All these fantasies and polemics came to a screeching halt when she spoke to her own mother, who possessed the mentality that childbirth was a thing to endure, mostly alone, and was primarily for the purpose of delivering a healthy baby.   Sensing her daughter’s mounting self-obsession, Mother Cheapist commented dryly, “You know, people are dying in the world too,” and proceeded to list the many tragic losses that occurred in 2008, making special note of the struggles of the elderly who she felt a special obligation to care for, instead of a pregnant daughter.   Why would you have any special needs, Mother Cheapist wondered, when you, are the luckiest person on earth to be expecting a child?  Post-partum support?  You will be so happy to have little bambini, you won’t need anyone!   As an immigrant, Mother Cheapist  lacked the support of her own extended family when she gave birth to Ms Cheapist, just recently arrived to a new country, her husband passed out from the drama of the experience, leaving her to labor on her own, her only ally being her trusted (male) doctor.   With this notch on her belt, it was hard for her to understand all the attention that a woman needed for something that was supposed to be relatively “natural” and routine.   Moreover, she did not hesitate to assign extra responsibility to the mother.  Miscarriage was attributed to over-activity.  Episiotomy was necessary to avoid deforming a child’s head and brain through forceps or suction.  C-section?  Unquestionably the safest way to get a baby out and nothing to fear!   Who cares if you can get cut?   A resilient woman had the natural resources to be sewn up and heal; however, the baby was too vulnerable to withstand anything.  And another “martyr mother” archetype is born! 

To all this, Ms. Cheapist brattily responded, “I really don’t care!”  If her feelings were diminished, then she could invalidate the experiences of others.  But when the sting of rejection that comes when contradicted by those we respect diminished,  Ms.
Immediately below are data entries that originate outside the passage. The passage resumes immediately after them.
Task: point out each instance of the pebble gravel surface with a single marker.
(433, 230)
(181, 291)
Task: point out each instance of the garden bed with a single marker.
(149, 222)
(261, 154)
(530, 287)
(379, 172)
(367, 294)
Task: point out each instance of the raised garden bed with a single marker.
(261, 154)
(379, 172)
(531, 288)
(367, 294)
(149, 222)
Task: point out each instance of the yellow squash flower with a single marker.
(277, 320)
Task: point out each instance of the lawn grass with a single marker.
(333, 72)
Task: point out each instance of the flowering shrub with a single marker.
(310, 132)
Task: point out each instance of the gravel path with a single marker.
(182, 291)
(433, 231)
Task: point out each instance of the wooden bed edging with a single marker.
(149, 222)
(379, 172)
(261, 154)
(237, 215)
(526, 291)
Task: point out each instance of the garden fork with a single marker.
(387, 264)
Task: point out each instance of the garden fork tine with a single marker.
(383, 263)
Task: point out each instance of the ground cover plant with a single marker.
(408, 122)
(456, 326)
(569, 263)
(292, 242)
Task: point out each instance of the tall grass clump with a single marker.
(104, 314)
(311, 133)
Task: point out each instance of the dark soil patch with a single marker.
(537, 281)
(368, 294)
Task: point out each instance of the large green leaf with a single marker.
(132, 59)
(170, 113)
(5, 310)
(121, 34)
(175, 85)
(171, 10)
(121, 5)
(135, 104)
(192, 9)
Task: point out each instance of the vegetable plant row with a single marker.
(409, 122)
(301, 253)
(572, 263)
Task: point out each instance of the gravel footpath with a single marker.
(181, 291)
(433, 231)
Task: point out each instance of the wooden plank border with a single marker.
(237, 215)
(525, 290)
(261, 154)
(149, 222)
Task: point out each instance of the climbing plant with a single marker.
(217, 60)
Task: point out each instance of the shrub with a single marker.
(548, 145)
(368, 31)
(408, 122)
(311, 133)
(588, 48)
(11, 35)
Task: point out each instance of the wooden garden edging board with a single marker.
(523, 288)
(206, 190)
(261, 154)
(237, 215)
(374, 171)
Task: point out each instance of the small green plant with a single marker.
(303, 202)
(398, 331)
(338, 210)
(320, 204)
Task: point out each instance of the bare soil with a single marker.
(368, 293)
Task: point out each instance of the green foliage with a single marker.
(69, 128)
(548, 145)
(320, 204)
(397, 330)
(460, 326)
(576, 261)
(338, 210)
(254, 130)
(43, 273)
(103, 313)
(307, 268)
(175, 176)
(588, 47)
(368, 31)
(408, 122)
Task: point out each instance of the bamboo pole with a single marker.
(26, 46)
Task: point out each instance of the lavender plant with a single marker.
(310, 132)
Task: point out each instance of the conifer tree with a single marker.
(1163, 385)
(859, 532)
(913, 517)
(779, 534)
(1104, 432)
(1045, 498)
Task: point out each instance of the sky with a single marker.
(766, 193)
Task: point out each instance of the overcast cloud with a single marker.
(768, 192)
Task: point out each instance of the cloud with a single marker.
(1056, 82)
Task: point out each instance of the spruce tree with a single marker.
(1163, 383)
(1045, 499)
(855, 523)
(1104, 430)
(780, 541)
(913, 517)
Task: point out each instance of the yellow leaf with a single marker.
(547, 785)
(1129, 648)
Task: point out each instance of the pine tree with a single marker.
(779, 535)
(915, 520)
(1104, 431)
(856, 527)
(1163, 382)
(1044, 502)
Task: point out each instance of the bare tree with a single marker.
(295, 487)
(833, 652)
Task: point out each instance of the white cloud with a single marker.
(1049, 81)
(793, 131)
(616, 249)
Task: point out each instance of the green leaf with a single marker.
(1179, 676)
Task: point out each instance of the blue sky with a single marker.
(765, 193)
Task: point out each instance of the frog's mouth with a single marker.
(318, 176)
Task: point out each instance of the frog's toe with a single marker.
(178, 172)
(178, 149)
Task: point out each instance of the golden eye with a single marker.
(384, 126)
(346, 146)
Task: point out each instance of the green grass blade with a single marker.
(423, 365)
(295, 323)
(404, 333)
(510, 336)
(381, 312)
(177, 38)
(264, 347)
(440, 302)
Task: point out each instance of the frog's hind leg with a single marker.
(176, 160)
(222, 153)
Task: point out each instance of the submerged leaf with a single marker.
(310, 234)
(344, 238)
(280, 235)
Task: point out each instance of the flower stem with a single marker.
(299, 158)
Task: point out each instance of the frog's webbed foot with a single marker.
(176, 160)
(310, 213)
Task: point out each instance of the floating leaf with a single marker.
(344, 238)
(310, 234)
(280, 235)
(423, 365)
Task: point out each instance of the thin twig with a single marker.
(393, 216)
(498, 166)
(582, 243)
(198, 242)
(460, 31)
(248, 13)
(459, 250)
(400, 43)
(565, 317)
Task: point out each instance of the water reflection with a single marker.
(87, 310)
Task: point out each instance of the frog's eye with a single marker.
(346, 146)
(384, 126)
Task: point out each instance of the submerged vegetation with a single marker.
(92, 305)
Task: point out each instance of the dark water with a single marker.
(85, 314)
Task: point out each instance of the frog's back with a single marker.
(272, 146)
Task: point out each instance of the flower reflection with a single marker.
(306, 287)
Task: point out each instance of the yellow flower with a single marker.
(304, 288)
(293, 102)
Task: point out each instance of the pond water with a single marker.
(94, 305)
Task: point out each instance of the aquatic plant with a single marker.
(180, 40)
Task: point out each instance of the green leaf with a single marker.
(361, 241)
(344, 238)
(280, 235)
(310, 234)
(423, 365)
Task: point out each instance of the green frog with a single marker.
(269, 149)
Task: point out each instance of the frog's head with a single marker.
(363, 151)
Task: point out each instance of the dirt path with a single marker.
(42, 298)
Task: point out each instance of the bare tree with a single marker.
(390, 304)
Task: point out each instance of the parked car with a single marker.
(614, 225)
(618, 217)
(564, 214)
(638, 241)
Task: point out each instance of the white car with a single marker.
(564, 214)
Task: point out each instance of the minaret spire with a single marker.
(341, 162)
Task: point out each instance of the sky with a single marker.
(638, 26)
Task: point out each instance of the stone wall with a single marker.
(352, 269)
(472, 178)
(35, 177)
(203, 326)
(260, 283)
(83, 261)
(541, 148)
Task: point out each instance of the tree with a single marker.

Cheapist came to a realization.  Her own mother really struggled with this idea of expectation and had found her own way around it.   It seemed that if she learned to expect nothing, then she would never be disappointed.  Without disappointment, one would not experience defeat.  It was her mother’s rationale and faith in her own ability to persevere that allowed her to survive through difficult times, and in its own right, offered her feelings of empowerment.    Although she spoke of things more crassly and with less romance than those in the other camp, in effect, the idea that pain, emotional and physical, was worth the joy of having children, rang consistently between the two schools of thought.   In effect, it is true that our expectations about childbirth are shaped by culture, and we all make a decision to take a risk…expect the most, or prepare yourself for something else.  Miss Cheapist would love to conserve her expectations, but given the excess and desires that make up her own cultural milieu, it may be easier said than done.   

2 comments:

Unknown said...

Remember: Mother C is speaking through the lense of 30-something years of motherhood -- far different than an expectant first-timer -- believe me. Her hopes and fantasies, albethey perhaps tempered by a different set of fears, had to be far richer prior to the arrival of her first...

Anyways, congrats! Another generation emerges!

meghan said...

Glad to hear that your pregnancy has finally allowed you to come to terms with your class guilt. Nothing wrong with a little attention coupled with a little entitlement.